Yes. I like your mindset there. I appreciate that. Stan? As do I.
No, GE is they're number 1 and that's a little bit tough nut to crack just based on how long they've been in this game. Based on what we have today, I think if we can maintain a solid number 2, that's really good. If we wanted to jump into the next tier, there would have to be I think that we would be looking at some type of inorganic growth to do that.
And organically, from a growth standpoint, how do you think of this business?
As far as
I mean in terms of annual growth, is
it better than what you get on other parts
of the BCA or how do we think about this? Yes,
particularly from a margin perspective, yes.
Sure. Leanne, you want to comment on services at the defense business also?
Yes.
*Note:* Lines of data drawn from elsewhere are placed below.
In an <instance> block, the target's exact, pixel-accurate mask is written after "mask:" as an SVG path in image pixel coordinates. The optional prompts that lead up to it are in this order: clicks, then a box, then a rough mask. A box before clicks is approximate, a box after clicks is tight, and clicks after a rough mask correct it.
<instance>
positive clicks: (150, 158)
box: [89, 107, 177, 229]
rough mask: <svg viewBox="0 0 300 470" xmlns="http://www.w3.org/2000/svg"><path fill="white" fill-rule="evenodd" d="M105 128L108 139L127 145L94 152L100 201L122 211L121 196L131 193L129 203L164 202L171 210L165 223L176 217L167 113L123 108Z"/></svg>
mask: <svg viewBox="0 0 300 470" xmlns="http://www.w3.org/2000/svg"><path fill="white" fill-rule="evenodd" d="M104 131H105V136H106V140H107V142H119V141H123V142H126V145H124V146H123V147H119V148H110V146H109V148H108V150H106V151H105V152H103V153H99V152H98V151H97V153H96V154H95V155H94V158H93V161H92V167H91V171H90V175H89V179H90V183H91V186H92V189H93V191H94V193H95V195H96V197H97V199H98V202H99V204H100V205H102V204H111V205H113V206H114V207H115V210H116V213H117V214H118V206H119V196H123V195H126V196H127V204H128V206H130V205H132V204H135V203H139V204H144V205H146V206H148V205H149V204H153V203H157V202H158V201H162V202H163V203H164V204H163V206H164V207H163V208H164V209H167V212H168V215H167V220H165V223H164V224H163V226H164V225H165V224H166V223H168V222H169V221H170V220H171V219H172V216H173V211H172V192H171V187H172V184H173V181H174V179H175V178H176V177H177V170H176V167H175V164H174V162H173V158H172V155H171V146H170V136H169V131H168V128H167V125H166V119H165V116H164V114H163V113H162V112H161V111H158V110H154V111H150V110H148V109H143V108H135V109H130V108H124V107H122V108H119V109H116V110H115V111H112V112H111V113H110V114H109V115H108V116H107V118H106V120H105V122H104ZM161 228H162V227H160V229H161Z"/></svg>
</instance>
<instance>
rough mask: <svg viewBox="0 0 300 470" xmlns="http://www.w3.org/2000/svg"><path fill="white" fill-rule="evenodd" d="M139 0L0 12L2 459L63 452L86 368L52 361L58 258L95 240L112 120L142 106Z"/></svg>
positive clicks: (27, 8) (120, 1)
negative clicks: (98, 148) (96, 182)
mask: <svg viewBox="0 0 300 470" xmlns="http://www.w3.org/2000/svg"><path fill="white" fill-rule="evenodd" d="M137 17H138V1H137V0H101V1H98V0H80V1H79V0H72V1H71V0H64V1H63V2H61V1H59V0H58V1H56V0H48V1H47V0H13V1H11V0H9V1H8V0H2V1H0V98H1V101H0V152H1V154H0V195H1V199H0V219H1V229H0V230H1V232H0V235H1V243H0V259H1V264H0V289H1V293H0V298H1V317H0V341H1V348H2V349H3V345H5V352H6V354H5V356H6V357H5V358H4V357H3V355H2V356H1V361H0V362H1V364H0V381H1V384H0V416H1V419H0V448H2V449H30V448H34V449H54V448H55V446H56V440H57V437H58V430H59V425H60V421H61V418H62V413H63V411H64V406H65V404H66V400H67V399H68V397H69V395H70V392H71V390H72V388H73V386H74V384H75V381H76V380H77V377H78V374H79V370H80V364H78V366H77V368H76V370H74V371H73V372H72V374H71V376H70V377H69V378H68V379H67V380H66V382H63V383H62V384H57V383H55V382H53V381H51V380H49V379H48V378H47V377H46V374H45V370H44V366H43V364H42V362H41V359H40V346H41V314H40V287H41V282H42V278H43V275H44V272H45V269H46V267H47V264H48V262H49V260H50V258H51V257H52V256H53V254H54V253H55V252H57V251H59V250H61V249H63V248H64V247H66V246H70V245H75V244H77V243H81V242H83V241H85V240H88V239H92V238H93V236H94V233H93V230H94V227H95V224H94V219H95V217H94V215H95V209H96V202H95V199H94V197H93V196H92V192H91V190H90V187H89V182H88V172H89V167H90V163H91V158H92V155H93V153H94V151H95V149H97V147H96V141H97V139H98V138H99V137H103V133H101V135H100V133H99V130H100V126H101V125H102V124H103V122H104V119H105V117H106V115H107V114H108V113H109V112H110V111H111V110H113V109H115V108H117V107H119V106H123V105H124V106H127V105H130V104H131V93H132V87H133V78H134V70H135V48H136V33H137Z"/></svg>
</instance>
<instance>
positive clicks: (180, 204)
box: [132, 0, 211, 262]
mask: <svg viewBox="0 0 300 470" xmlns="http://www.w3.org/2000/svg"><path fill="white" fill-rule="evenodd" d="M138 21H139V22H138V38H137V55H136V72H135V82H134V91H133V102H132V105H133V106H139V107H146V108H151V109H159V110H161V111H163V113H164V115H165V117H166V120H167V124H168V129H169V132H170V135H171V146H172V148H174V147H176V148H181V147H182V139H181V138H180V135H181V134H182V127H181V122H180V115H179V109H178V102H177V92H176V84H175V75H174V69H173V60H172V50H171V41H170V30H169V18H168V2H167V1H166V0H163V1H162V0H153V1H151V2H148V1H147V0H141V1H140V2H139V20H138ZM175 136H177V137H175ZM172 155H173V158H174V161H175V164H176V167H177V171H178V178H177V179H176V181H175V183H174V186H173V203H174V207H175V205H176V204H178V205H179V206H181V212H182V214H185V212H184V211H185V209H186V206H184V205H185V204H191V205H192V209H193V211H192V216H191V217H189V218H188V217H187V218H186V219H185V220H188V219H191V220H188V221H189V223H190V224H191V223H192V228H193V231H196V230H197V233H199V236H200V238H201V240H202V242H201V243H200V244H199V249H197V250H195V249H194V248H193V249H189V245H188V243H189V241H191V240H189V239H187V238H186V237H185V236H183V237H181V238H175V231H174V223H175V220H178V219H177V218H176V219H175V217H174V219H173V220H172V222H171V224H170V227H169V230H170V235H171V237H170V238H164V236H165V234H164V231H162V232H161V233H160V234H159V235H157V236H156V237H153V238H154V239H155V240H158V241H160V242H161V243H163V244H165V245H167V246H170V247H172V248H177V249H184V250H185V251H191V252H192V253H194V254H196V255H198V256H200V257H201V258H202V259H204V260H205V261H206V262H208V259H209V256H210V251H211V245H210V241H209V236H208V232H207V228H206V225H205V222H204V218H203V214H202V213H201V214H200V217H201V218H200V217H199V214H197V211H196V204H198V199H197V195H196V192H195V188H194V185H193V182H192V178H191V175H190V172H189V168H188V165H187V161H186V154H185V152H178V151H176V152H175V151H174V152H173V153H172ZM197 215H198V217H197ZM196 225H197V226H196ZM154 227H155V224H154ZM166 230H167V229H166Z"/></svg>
And we've continued to see the business grow. It's dominating our plan looking forward. And with Stan's team, Ed Delansky and Stan are perspective and really capture additional value to increase the offerings to the customers. Perspective and really capture additional value to increase the offerings to the customers.
And there's a lot of leverage points between the 2 of us that no other company can provide because of the commercial aircraft, access to the parts and then what our customers And distribution.
I mean, when we start to combine distribution, we can be very strong.
Leverage our OEM knowledge and build these new information based services. Those are 2 big growth plays for us, do it across defense and commercial. And the organic growth opportunity here is big and selective acquisitions to help us build that out as part of the game plan. But the organic growth model here just leveraging our OEM base is a big opportunity for us.
Okay. With that, that completes our executive Q and A session. Just as a reminder, please grab your luggage, grab a box lunch and promptly head to the buses. Buses start leaving promptly at about 12:15. Depart from the 10th Street side, buses 12 will leave first, then we'll load buses 3, 45.
Bus 5 goes to the airport. And again with that, thank you attending. Appreciate your participation.